Suzume, also known as Suzume no Tojimari, is about to hit the big screens on April 14th. The official website lists all available cinemas close to you that will play the feature. Here are more details about the movie and the records it broke in Asia during its opening weekend.
Suzume Breaks Records in China Opening
More than ten million people attended the premiere of Suzume in China during the first three days of the film’s release, contributing to a total box office income of 340 million yuan, which is close to $50M USD, Crunchyroll reports. This makes it the 9th highest-grossing anime film of all time after its first weekend in China.
Writer and director Makoto Shinkai took to Twitter to thank everyone for this amazing milestone. He commented “I’m just amazed at the momentum and love for works from other countries. Thank you from the bottom of my heart to everyone who came to the theater!”
— 新海誠 (@shinkaimakoto) March 27, 2023
It probably came as a surprise to him as this is a significant increase above Suzume’s opening weekend revenue of 1.88 billion yen (US$13.51 million) in Japan, which was already the biggest opening weekend for a Shinkai picture in his native country. This is also the best opening for a Shinkai film in China.
Other Statistics From Other Asian Countries
In other Asian countries where Suzume has been released, the country of South Korea has brought in US$23.92 million, Taiwan has brought in US$5.91 million, Hong Kong has brought in US$2.49 million, and of course Japan has brought in US$106.38 million as of the week before last. This takes the total global gross for Suzume up to US$188.12 million as of March 27. This places it as the ninth highest-grossing anime film of all time worldwide and finally knocks Pokémon: The First Movie out of the top 10, where it has been for over twenty years.
What is Suzume About?
The official synopsis reads “On the other side of the door, was time in its entirety—
“Suzume no Tojimari” is a coming-of-age story for the 17-year-old protagonist, Suzume, set in various disaster-stricken locations across Japan, where she must close the doors causing devastation.
Suzume’s journey begins in a quiet town in Kyushu (located in southwestern Japan) when she encounters a young man who tells her, “I’m looking for a door.” What Suzume finds is a single weathered door standing upright in the midst of ruins as though it was shielded from whatever catastrophe struck. Seemingly drawn by its power, Suzume reaches for the knob… Doors begin to open one after another all across Japan, unleashing destruction upon any who are near.
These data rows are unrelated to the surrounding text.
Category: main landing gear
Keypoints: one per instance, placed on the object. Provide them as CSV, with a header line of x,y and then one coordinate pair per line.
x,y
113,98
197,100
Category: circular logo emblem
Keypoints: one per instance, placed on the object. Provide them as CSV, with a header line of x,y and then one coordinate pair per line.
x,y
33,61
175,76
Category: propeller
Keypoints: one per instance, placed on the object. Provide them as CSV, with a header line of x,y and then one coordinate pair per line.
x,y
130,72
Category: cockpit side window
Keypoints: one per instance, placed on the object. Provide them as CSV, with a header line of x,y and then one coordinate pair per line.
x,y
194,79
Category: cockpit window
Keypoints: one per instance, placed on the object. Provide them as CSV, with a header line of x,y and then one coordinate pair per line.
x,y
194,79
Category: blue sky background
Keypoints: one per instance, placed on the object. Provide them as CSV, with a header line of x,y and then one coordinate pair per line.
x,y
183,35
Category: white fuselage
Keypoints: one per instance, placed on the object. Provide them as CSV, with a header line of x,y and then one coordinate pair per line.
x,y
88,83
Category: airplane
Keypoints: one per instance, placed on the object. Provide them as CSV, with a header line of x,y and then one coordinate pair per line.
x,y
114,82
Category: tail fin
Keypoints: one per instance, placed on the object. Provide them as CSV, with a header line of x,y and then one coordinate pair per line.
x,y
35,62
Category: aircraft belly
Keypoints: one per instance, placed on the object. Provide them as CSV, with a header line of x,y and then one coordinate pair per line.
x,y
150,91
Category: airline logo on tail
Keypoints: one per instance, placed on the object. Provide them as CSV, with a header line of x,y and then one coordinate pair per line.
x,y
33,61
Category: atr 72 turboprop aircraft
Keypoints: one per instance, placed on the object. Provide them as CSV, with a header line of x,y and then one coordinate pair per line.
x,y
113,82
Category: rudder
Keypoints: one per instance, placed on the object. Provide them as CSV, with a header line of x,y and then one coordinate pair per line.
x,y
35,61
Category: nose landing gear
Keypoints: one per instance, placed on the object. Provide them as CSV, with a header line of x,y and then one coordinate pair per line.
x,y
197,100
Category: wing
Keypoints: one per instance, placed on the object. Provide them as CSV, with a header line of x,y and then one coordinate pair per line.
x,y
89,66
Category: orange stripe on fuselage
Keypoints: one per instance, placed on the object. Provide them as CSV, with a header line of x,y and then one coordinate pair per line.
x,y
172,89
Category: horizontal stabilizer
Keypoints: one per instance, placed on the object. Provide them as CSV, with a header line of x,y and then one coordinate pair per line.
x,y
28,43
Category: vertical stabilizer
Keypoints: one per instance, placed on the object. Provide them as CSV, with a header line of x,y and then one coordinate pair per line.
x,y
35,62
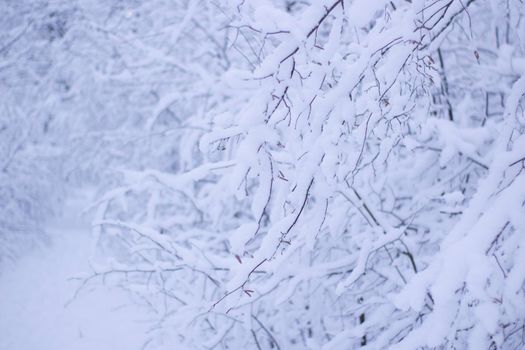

Suzume must close these portals to prevent further disaster.
—The stars, then sunset, and the morning sky.
Within that realm, it was as though all time had melted together in the sky…
Never-before-seen scenery, encounters and farewells… A myriad of challenges await her on her journey. Despite all the obstacles in her way, Suzume’s adventure shines a ray of hope upon our own struggles against the toughest roads of anxiety and constraints that make up everyday life. This story of closing doors that connect our past to the present and future will leave a lasting impression upon all of our hearts.
Drawn in by these mysterious doors, Suzume’s journey is about to begin.”
Makoto Shinkai directed and wrote the screenplay for Suzume. Masayoshi Tanaka designed the characters, Kenichi Tsuchiya was in charge of the animation, and Takumi Tanji was in charge of the art. The animation was made at CoMix Wave Films.